PHOENIX-7883 : More metrics for EC index consumer by palashc · Pull Request #2543 · apache/phoenix

palashc · 2026-06-23T21:40:39Z

What changes were proposed in this pull request?

Builds on PHOENIX-7884 (lag tracking refactor, #2506) with four new operational metrics for the eventually-consistent (EC) index IndexCDCConsumer, plus two correctness fixes in the lag watermark.

New metrics (all per-table + global, following the existing dual-emit pattern in MetricsIndexCDCConsumerSourceImpl):

Metric	Type	Purpose
`cdcEventSkippedCount`	Counter	Increments at the `processCDCBatchGenerated` give-up site when `maxDataVisibilityRetries` is exhausted and the consumer permanently advances past unprocessable CDC events. Surfaces silent data divergence between the data table and its EC indexes.
`cdcParentReplayActiveRegions`	Gauge	"How many regions on this RS are currently in post-split / post-merge parent-region replay for this table?" Lets operators distinguish the by-design lag-spike during catch-up from a broken consumer. Incremented in `run()` around the top-level `replayAndCompleteParentRegions` call (outside the recursive descent so ancestor recursion does not double-count).
`cdcParentReplayDuration`	Histogram (ms)	One sample per ancestor partition when `processPartitionToCompletion` reaches a terminal state (marked COMPLETE here, or observed COMPLETE-by-sibling).
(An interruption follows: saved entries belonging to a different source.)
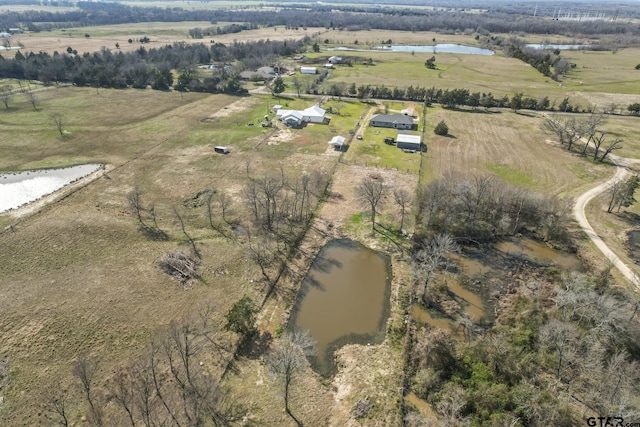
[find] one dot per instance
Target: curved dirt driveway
(578, 212)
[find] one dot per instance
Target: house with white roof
(296, 118)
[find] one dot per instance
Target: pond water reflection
(20, 188)
(343, 299)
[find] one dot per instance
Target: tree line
(315, 15)
(145, 67)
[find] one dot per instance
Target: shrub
(441, 128)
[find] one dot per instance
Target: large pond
(343, 299)
(437, 48)
(20, 188)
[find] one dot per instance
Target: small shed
(337, 142)
(407, 141)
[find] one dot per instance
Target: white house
(314, 114)
(409, 142)
(295, 118)
(337, 142)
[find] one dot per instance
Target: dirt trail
(578, 211)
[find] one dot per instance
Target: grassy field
(79, 276)
(160, 35)
(512, 147)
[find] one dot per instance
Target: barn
(409, 142)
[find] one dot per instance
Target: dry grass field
(78, 276)
(161, 34)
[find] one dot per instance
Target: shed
(395, 121)
(314, 114)
(408, 141)
(337, 142)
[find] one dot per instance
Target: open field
(78, 276)
(511, 146)
(160, 34)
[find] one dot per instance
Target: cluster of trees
(551, 357)
(169, 384)
(145, 67)
(452, 98)
(570, 130)
(315, 15)
(198, 33)
(483, 208)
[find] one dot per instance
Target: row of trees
(418, 19)
(145, 67)
(571, 130)
(556, 352)
(483, 208)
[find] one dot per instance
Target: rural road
(578, 211)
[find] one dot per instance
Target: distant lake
(20, 188)
(437, 48)
(557, 46)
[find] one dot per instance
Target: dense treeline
(145, 67)
(558, 347)
(351, 18)
(483, 209)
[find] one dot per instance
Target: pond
(557, 46)
(437, 48)
(343, 299)
(20, 188)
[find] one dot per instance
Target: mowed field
(160, 34)
(79, 276)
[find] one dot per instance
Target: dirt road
(578, 211)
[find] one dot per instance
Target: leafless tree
(6, 91)
(429, 258)
(288, 358)
(371, 193)
(613, 145)
(403, 198)
(85, 369)
(58, 411)
(195, 250)
(559, 336)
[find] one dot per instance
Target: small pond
(437, 48)
(343, 299)
(20, 188)
(557, 46)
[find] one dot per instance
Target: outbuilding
(337, 142)
(409, 142)
(395, 121)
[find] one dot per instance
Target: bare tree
(85, 369)
(403, 198)
(371, 193)
(429, 258)
(196, 253)
(613, 145)
(57, 410)
(6, 91)
(590, 128)
(287, 358)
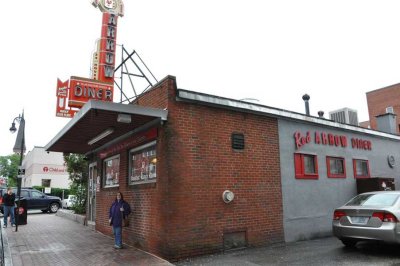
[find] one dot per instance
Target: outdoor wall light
(228, 196)
(101, 136)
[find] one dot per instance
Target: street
(324, 251)
(48, 239)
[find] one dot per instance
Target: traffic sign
(21, 172)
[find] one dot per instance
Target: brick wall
(378, 100)
(183, 214)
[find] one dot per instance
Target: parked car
(368, 216)
(35, 200)
(69, 201)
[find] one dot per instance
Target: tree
(9, 168)
(77, 167)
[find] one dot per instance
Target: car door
(37, 200)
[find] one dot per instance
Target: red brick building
(173, 161)
(382, 101)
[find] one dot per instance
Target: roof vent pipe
(306, 97)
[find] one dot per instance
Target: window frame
(328, 167)
(355, 169)
(104, 175)
(299, 168)
(138, 150)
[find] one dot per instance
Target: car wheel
(348, 242)
(54, 207)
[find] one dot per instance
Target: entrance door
(92, 193)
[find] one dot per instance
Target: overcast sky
(273, 51)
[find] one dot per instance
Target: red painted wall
(183, 214)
Stopped/interrupted exits emit nothing.
`cdcConsumerActiveRegions`	Gauge	"How many consumers are in steady-state poll loop for this table on this RS?" Incremented immediately before the main `while (!stopped)` loop in `run()` and decremented in a `finally`, so it strictly reflects steady-state processing and is semantically disjoint from `cdcParentReplayActiveRegions`. Sum of the two gauges = "consumer is doing useful work".
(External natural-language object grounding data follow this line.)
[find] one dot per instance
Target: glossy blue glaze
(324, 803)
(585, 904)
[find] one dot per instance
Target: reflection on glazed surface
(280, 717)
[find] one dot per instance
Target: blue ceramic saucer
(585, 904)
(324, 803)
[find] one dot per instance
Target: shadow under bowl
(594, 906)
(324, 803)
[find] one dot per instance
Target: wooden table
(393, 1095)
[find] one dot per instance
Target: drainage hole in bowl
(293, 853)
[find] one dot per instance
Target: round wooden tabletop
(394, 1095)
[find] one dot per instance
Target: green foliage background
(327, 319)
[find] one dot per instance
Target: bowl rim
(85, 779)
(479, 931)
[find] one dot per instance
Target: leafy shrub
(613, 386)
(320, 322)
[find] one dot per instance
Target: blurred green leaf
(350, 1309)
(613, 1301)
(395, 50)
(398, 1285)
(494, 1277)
Lag-tracking fixes (built on PHOENIX-7884 watermark plumbing):

processCDCBatchGenerated give-up path: pull progress.recordProcessed(newLastTimestamp) out of the !batchStates.isEmpty() gate into the existing newLastTimestamp > lastProcessedTimestamp gate so the in-memory watermark advances in lockstep with the durable tracker. Previously the watermark stayed stale until the next empty poll or successful batch, causing cdcIndexUpdateLag to over-report.
processCDCBatch inner loop: when the CDC scan returns rows that are all empty IndexMutations protos (no-op CDC entries), advance progress.recordProcessed(newLastTimestamp) — we have definitively scanned past those timestamps and the watermark would otherwise stay fixed for the burn-through.
Bump DEFAULT_LAG_SAMPLE_INTERVAL_MS from 1000 ms to 5000 ms to cut background histogram-update load on RegionServers hosting many EC-indexed regions. Tunable via phoenix.index.cdc.consumer.lag.sample.interval.ms.

Why are the changes needed?

After PHOENIX-7884 the lag histogram became more accurate but several operational blind spots remained:

Silent data divergence: the give-up branch in processCDCBatchGenerated permanently drops index updates with only a WARN log — no metric an SRE can alert on.
Post-split lag spikes are indistinguishable from broken consumers: parent-region replay deliberately does not advance the freshness watermark (parent freshness ≠ child freshness), so cdcIndexUpdateLag inflates by design during catch-up; nothing else fires to disambiguate it.
Liveness ambiguity: a daemon consumer thread that exits cleanly (no EC index) is indistinguishable from one that crashed mid-run, and the lag histogram is silent in both cases.
The give-up-path watermark staleness and no-op-burn-through watermark stagnation (both fixed here) caused the new lag metric to over-report under exactly the conditions where accuracy matters most.

Does this PR introduce any user-facing change?

No user-facing API/behavior change. New JMX metrics are additive (under RegionServer,sub=IndexCDCConsumer). One default config value changed (phoenix.index.cdc.consumer.lag.sample.interval.ms 1000 → 5000), overridable via existing config knob.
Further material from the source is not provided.